Health officials have pointed to a general lack of vaccine doses as the biggest hindrance to the state's outbreak response.
The state has received just over 37,000 doses from the federal government of the two-dose Jynneos vaccine for smallpox and monkeypox and expects to receive an additional 72,000 doses in the coming days.
Los Angeles County has also received or expects to receive vaccine allocations totaling more than 50,000 doses that are not included in the state's totals, Aragon said.
Last week, Aragon and state Health and Human Services Secretary Dr. Mark Ghaly sent a letter to the U.S. Centers for Disease Control and Prevention that California alone would need at least 600,000 to 800,000 vaccine doses, a figure they called a conservative estimate.
U.S. Health and Human Services Secretary Xavier Becerra said Thursday that the federal government will distribute some 786,000 vaccine doses nationwide.
On Friday, officials with the U.S. Food and Drug Administration said the production of vaccine doses is likely to hasten in the coming weeks and months after the agency expedited approval of manufacturing changes and expanded factory capacity.
The FDA and CDC are also taking steps to increase the availability of monkeypox testing equipment to more commercial laboratories like Quest Diagnostics and Labcorp, but at-home tests are not expected to become available in the immediate future.
The CDC currently has the only FDA-cleared monkeypox test that can detect the virus from a swab of an open monkeypox sore.
"The FDA is using the full breadth of its authorities to make additional diagnostics and treatments available," FDA Commissioner Dr. Robert Califf said in a statement. "We will continue to collaborate with our partners across all sectors to expand accessibility to countermeasures and bolster the tools in our arsenal as appropriate."'
In the meantime, state health officials have focused on administering the first of the vaccine's two doses to as many eligible residents as possible to ensure that those at highest risk of contracting the virus have at least a modicum of protection.
Aragon said Friday those who have already been vaccinated will eventually be able to receive a second dose, but it may be longer than the standard four-week waiting period between doses.
"We are asking local health jurisdictions to make sure that they do give the doses to those who are high risk for complications or who are immunocompromised," he said.
According to Aragon, emerging research about the outbreak has theorized that the genomic structure of the virus has changed in a way that makes it more contagious.
"It is different," he said. "It's too soon to tell how much of a change, but the scientists are working on this very issue right now."
Information from the CDPH on who is eligible to get tested for monkeypox, who is eligible to get vaccinated and symptoms of the virus can be found at cdph.ca.gov.
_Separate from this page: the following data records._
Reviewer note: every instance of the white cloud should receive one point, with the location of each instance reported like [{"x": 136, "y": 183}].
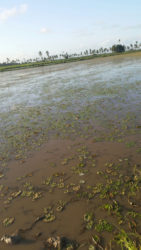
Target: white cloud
[
  {"x": 7, "y": 13},
  {"x": 44, "y": 30}
]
In the greater Bay Area, monkeypox cases have been reported in Alameda, Napa, Contra Costa, San Mateo, San Francisco, Monterey, Santa Cruz, Santa Clara, Solano, Sonoma and Marin counties.
"We know that this has been incredibly challenging for those individuals and families," who have tested positive, Aragon said. "We remain focused on doing what we can to reduce risk, increase awareness and get additional access to vaccines and treatment."